Introduction. On October 14th and 15th, 2020 the Environmental Protection Agency (EPA) held a public meeting to obtain input on possible revisions to eight microbial and disinfection byproduct (M/DBP) regulations (chlorite, Cryptosporidium, Haloacetic acids, heterotrophic bacteria, Giardia lamblia, Legionella, Total Trihalomethanes, and viruses).
What’s New. Earlier today, EPA posted updated information on the process for possible revisions to the M/DBP regulations.
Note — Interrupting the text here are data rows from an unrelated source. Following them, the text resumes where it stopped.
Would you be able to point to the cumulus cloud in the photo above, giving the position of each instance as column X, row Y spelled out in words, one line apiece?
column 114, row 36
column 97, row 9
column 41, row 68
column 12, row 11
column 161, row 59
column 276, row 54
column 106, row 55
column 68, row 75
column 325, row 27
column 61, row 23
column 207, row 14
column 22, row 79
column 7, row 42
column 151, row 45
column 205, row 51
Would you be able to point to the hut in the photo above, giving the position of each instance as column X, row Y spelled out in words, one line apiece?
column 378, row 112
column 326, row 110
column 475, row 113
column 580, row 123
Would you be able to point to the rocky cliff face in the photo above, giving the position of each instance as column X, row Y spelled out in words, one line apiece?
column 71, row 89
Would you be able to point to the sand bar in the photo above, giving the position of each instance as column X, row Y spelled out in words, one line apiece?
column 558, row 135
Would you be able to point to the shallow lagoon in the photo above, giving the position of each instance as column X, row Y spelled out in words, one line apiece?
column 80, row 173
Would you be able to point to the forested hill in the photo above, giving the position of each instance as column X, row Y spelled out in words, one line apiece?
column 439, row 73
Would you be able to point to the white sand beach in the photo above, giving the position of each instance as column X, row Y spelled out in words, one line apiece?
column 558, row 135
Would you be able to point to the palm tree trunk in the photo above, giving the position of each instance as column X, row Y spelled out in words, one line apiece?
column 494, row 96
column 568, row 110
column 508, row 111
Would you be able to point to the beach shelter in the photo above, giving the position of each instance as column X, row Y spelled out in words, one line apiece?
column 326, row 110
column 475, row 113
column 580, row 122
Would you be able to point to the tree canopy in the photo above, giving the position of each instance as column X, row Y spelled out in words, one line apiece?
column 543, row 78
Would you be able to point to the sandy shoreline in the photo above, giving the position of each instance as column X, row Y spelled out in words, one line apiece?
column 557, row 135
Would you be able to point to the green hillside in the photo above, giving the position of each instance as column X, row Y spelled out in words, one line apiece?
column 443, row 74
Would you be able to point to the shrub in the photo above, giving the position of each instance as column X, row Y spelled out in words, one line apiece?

The updated information includes the following statement: “Throughout 2021, EPA intends to continue to seek input relevant to any potential rule revisions through a series of public meetings focusing on specific topics identified through public comments and information.”
The EPA website lists seven tentative dates for future meetings in 2021. The first two dates are in May and June as follows:
May 20, 2021 – topic “Disinfectant Residual Levels and Opportunistic Pathogens (including Legionella)
June 24, 2021 – topic “Regulated and Unregulated Disinfection Byproducts”
Additional tentative dates in 2021 are July 14th, August 10th, September 1st, September 29th and November 9th. No topics are listed for these dates. Tentative meeting times are 1:00 to 4:00 pm ET. No additional details on meeting materials or registration are available at this time.
Link to EPA’s Updated M/DBP Information:
Background. Under the Safe Drinking Water Act as amended in 1996, EPA is required to conduct a review of drinking water regulations every six years, and if appropriate, revise specific regulations. Previous six-year reviews were concluded in 2003 and in 2010. In a January 2017 Federal Register notice EPA published the results from the third six-year review of contaminants. The outcome of that review was that EPA considered eight National Primary Drinking Water Regulations as candidates for regulatory revision (the eight regulations listed above). The 2017 Federal Register publication did not propose specific revisions to any current regulation, but rather began the process.